CV NEWS FEED // After two failed relationships and countless life choices based on the idea that “women can do everything,” a 38-year-old woman has gone viral with both a video and an op ed about how now she feels “betrayed” by feminism.
Melissa Persling wrote in an essay published by Insider Magazine that as she approaches her 39th birthday, she is scared that she’ll be a “single, childless middle-aged woman.”
In her first marriage, Persling didn’t see herself being a typical wife and mother. In her 20s, she didn’t want children and wrote that she “grew resentful” when her husband asked her to cook dinner or do his laundry.
They divorced when Persling was 30, and she wrote that she thought she was happy.
“I told my friends and family I’d never get married again,” she wrote. “I needed independence, a fulfilling career, and space to chart my own course, and I didn’t think marriage fit into that vision. I was content to look toward a future without a husband, children, or the trappings of a ‘traditional’ life.”
Persling ended up in another relationship only months after divorcing, but her second relationship suddenly made her desire more than her autonomous lifestyle.
“I enjoyed cooking, cleaning, and caring for someone when it was my choice and when it wasn’t asked of me,” she wrote. “I felt restless, and I couldn’t ignore that what I wanted had changed.”
Persling found herself alone again at 36 years old—but this time, she didn’t want to be independent.
“I began to feel an incredible urgency to find the relationship and stability to see me through the second half of my life. To my amazement, I began seriously thinking about marriage and children — I hardly recognized myself,” she wrote.
“I understand the appeal of life without the constraints of marriage or children; for many years I was quite satisfied living that way. I know people can live happy, purpose-driven lives without those things,” she continued. “I just don’t believe I’m one of those people anymore. I know now that my purpose lies in having a husband and a family. I’m meant to care for more than myself.”
After her article was published, Persling released a video explaining that she felt “lied to.” She also added that several people commented on her article, saying that she was “selfish” and “missed out” on being a mother through her own actions.
“They’re not totally right—I don’t think I’m a horrible selfish person for not wanting to have children in my 20s and not wanting to have children during that marriage,” Persling said in the video. “But it did get me thinking and I did write an article about the downfall of living a selfish, me-focused life.”
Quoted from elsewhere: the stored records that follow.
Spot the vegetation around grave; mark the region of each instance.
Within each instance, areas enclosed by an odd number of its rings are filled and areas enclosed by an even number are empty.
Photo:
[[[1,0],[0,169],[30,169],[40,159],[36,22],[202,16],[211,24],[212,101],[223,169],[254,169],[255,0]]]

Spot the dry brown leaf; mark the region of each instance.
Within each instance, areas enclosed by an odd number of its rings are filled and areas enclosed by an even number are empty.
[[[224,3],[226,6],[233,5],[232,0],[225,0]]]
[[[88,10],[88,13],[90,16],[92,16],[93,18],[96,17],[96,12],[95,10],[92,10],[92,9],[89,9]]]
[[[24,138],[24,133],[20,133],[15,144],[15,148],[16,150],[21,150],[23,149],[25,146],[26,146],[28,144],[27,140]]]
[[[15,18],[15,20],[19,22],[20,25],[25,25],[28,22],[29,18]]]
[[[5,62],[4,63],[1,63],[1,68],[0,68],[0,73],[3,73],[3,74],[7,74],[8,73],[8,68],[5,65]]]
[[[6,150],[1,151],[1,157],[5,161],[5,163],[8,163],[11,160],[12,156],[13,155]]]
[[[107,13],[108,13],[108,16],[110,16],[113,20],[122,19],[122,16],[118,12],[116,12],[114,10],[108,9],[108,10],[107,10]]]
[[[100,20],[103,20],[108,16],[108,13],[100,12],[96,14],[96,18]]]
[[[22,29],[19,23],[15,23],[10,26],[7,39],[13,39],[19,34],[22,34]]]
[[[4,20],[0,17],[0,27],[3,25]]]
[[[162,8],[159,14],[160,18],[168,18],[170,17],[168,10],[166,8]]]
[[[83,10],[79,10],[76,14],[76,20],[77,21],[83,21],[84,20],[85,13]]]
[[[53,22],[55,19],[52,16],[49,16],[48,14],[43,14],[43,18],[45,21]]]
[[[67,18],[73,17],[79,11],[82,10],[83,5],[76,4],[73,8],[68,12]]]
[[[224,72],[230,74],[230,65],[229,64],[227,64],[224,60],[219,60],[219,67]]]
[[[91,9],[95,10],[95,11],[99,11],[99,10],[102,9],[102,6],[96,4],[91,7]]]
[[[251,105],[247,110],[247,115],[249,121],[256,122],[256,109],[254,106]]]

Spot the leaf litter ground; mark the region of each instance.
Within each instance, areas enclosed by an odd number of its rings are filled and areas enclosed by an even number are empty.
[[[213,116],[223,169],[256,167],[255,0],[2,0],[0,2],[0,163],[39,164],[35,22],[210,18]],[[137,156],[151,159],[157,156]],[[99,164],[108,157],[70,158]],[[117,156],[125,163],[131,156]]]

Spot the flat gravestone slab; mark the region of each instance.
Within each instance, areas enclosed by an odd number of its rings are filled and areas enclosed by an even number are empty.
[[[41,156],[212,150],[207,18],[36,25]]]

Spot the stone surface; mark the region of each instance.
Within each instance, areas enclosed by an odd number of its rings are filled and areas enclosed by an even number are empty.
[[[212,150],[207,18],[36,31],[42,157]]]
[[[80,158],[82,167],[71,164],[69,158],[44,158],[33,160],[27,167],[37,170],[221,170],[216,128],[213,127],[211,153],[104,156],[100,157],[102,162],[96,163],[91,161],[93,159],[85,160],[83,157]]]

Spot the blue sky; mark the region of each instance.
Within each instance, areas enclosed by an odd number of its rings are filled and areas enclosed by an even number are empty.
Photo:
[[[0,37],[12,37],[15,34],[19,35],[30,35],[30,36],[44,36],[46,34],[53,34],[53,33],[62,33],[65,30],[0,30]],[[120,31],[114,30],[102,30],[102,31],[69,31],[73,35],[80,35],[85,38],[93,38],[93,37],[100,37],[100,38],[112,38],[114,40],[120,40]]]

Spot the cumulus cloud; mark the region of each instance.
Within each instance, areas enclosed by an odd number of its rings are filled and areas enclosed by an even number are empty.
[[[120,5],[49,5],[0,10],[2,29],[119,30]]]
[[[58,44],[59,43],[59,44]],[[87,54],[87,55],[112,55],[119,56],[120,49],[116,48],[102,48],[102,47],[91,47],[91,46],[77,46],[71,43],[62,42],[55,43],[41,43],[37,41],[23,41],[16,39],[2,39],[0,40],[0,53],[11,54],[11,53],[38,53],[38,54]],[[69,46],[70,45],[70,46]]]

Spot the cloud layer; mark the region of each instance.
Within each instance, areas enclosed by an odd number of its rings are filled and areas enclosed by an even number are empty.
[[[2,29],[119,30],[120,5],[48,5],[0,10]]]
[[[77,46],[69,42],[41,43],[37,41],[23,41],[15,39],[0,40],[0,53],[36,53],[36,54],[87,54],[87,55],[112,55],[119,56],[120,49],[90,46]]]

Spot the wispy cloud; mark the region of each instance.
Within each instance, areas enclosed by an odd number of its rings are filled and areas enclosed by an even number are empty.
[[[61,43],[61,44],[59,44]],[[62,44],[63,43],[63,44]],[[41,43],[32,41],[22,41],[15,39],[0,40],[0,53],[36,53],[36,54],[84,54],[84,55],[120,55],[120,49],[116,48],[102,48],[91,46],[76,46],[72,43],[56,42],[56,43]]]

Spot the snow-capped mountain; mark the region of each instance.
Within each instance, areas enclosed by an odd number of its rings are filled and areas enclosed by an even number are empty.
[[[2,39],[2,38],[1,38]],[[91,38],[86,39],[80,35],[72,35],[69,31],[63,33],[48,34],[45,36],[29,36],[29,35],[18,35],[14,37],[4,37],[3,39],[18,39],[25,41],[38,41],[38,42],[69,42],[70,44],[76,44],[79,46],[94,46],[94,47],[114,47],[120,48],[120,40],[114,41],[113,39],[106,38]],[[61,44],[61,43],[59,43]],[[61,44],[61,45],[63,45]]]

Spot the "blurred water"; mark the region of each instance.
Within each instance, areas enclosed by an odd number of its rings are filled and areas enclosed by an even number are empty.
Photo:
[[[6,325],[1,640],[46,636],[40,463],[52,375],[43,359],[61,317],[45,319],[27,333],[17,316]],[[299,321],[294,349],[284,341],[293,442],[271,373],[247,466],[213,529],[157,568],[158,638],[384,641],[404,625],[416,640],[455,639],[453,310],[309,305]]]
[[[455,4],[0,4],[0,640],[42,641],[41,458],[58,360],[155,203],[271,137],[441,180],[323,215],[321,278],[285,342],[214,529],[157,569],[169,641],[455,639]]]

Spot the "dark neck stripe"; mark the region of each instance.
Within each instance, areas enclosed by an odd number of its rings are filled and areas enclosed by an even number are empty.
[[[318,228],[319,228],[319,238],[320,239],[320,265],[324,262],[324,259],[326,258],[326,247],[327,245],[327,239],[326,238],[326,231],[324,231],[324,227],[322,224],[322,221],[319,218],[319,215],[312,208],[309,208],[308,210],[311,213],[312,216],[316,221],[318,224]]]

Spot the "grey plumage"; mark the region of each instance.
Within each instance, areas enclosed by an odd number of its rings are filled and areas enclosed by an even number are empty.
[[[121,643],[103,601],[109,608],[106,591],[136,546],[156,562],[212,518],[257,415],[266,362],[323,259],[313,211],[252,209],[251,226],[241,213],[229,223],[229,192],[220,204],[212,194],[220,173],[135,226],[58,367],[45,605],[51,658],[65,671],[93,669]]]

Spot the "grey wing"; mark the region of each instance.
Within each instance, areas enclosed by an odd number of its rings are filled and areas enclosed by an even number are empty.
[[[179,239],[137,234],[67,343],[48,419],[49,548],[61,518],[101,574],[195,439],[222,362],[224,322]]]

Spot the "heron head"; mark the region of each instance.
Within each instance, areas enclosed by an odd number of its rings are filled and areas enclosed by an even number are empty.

“I feel unbelievably betrayed by feminism,” she continued. “I was constantly fed this idea that women can do everything… I grew up thinking ‘men are great—I can do all the same things’ but I really do feel in many ways betrayed by that line of thinking.”
Persling added that her autonomous mentality was fed to her by the women in her life as a child, mainly by her teachers and coaches.
“I want to go back to some of those teachers and coaches and say ‘what the hell did you mean by that’ because women can’t do it all. We can’t—it’s such a lie,” she said.